Dal 2016 le lavoratrici dipendenti vedranno allungarsi la pensione di quasi due anni. Si passerà da 63 anni e 9 mesi a 65 anni e 7 mesi. E dal 2018 saranno necessari 66 anni e 7 mesi.

Kamsin Procedono le discussioni all'interno dell'esecutivo su come gestire la valanga di rimborsi scatenati dalla Consulta. La Corte ha bocciato la norma che congelava la rivalutazione all'inflazione nel biennio 2012-2013 delle pensioni superiori a tre volte il minimo inps (1.404 euro circa) aprendo, in teoria, alla possibilità di ricalcolare tutti gli assegni, anche quelli piu' elevati (qui è possibile simulare quanto deve essere restituito ai pensionati). Ancora pochi giorni e si saprà ufficialmente come il Governo intenderà affrontare la questione anche se la linea appare piuttosto tracciata: si andrà verso una restituzione parziale e dilazionata nel tempo (cioè a rate) modificando le norme del decreto 201/2011 bocciato dalla Consulta.

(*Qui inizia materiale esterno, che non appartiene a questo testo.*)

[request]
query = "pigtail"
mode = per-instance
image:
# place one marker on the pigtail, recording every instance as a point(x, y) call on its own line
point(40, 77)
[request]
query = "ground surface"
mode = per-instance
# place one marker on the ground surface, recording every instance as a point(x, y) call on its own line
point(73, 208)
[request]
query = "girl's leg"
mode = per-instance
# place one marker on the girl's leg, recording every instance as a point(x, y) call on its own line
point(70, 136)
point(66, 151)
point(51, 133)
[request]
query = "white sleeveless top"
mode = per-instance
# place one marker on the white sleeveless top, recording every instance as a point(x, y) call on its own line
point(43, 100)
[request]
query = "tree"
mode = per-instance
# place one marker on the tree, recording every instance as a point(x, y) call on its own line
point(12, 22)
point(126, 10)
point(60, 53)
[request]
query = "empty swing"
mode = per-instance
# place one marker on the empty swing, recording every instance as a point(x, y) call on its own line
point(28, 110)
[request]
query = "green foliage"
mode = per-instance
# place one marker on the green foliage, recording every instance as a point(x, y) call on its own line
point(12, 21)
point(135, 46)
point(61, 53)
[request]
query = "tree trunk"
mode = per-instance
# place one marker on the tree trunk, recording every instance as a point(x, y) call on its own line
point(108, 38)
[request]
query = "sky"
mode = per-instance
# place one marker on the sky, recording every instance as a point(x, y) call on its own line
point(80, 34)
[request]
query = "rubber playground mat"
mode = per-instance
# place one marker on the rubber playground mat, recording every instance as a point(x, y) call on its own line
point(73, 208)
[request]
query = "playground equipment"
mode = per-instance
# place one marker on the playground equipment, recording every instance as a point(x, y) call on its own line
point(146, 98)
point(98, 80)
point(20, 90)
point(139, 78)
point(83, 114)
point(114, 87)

Molto probabile che le pensioni superiori a 6 volte il minimo (oltre 3mila euro) resteranno o del tutto bloccate o saranno rivalutate solo al 45% (come prevede l'attuale legge 147/2013) mentre si procederà ad una indicizzazione decrescente per la fascia intermedia (del 95% per lo scaglione superiore a 1500 euro; 75% sopra i 2mila euro e 50% sopra i 2500 euro). Una strada giuridicamente accettabile perchè la Sentenza della Consulta non impedisce al legislatore di intervenire nuovamente in materia e che consentirebbe allo stesso tempo il rispetto dei vincoli di bilancio presi con l'Ue. Con il decreto o comunque entro fine anno si dovrà inoltre rimettere mano alle regole di indicizzazione attuali che scadono a fine 2016.

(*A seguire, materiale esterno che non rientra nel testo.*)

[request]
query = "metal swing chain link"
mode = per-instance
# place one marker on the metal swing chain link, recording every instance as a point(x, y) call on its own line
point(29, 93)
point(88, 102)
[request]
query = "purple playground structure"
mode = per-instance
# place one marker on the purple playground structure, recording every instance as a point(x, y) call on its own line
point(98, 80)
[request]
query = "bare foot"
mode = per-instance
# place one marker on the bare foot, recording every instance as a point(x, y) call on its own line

“Il Governo – ricorda il Presidente della Commissione Lavoro della Camera, Cesare Damiano – puo’ trovare le soluzioni piu’ appropriate, purche’ siano nel rispetto della Costituzione. Nel 2007 il Governo Prodi blocco’ per un anno l’indicizzazione delle pensioni otto volte il minimo, redistribuendo il risparmio di 1,4 miliardi per correggere lo scalone Maroni, migliorare la normativa sui lavori usuranti e istituire la quattordicesima mensilita’ a vantaggio dei pensionati piu’ poveri, quelle fino a 700 euro al mese. La Corte approvo’ la misura”. “Quello che noi chiediamo con forza al Premier Renzi – prosegue il presidente della Commissione Lavoro – e’ di convocare i sindacati confederali dei pensionati al fine di non commettere nuovi errori e di svolgere una valutazione complessiva sulle correzioni da apportare al sistema previdenziale”.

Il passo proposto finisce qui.